03/07/2021

Tormentoni: perché ci piacciono nei momenti difficili

Veronica Colella Pubblicato il 03/07/2021 Aggiornato il 03/07/2021

I testi delle canzoni pop di successo sono diventati sempre più semplici, complici anche i momenti difficili che stiamo vivendo

canzonette

I gusti musicali si stanno orientando verso la semplicità, almeno per quanto riguarda i testi delle canzoni. È la teoria di un gruppo di ricercatori in psicologia sociale che ha analizzato 60 anni di musica pop, scoprendo che le canzonette piacciono di più – o almeno, sono quelle che hanno più probabilità di entrare in classifica.

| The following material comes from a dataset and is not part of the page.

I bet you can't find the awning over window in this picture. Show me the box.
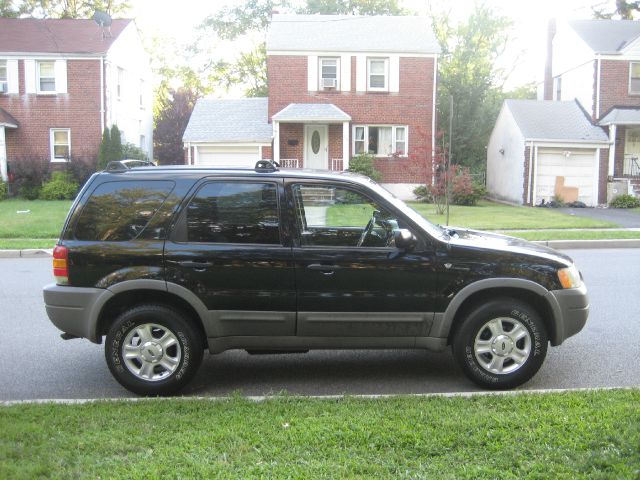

L’ipotesi dei ricercatori è che la relativa semplicità dei testi vada a braccetto con l’aumento vertiginoso di novità che caratterizza il mercato discografico, mai così affollato.

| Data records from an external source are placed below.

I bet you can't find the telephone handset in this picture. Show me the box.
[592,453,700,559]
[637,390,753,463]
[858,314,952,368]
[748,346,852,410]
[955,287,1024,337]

Dietro al successo dei tormentoni potrebbe esserci la ripetitività dei loro testi, da mandare a memoria come un mantra. E grazie al circolo vizioso tra popolarità e onnipresenza finiscono per prendere per stanchezza anche chi inizialmente era rimasto tiepidino.

Giudica l’algoritmo

Nello studio, pubblicato su Plos One, sono state analizzate le canzoni entrate nella Billboard Hot 100 tra il 1958 e il 2016, con l’aiuto di un algoritmo di compressione pensato per valutare rapidamente la densità di informazioni e la ripetitività del linguaggio nei testi delle canzoni più famose. In effetti sembra che la semplicità sia premiata, in un panorama musicale che privilegia chiarezza e ripetitività. Una tendenza che si fa notare soprattutto negli anni in cui sul mercato sono arrivate più novità, un dato ricavato utilizzando le informazioni raccolte da database come Discogs e Wikipedia.

Un ecosistema affollato

A livello individuale i gusti sono gusti, ma facendo riferimento ai grandi numeri si scopre che le circostanze possono orientare in parte le nostre scelte. Più il nostro ambiente è saturo di informazioni, più siamo attratti dalla semplicità. Al nostro cervello piacciono le scorciatoie, un trucco di cui ci ha dotati l’evoluzione per non disperdere inutilmente energie mentali. Ecco perché è plausibile che in tempi così densi di novità da assimilare le nostre preferenze vadano a quei prodotti che ci chiedono il minor sforzo per essere apprezzati. E se ci sembrava di avere troppe novità da gestire ai tempi di Mtv, nell’epoca dello streaming le possibilità sono virtualmente infinite. I brani caricati ogni giorno nelle librerie digitali sono nell’ordine delle decine di migliaia e l’ecosistema in cui le novità sono costrette a competere per la nostra attenzione è davvero agguerrito.

Lo specchio dei tempi

Se il bisogno umano di semplicità rimane l’ipotesi più interessante, in gioco potrebbero esserci altri fattori. Rispetto ai tardi anni ’50, la popolazione degli Stati Uniti si è ulteriormente diversificata e non è così improbabile ritenere che chi parla inglese come seconda lingua preferisca ascoltare canzoni facili da interpretare. In più, potrebbe essere cambiato il modo in cui la musica viene consumata. Anziché comprare un disco e correre a casa per accendere lo stereo, infiliamo le cuffie e lasciamo che le canzoni facciano da sottofondo ad altre attività, come il tragitto tra casa e lavoro o le ore passate in palestra. Tuttavia, gli adolescenti erano già dotati di cuffie e stereo portatile quarant’anni fa. A essere cambiati nel frattempo potrebbero essere altri fattori socioculturali, come il tasso di disoccupazione e la scarsità di risorse. Studi precedenti hanno suggerito che in tempi di magra ci sia una tendenza a preferire lo status quo all’innovazione, mentre la creatività e l’anticonformismo fioriscono in tempi di abbondanza.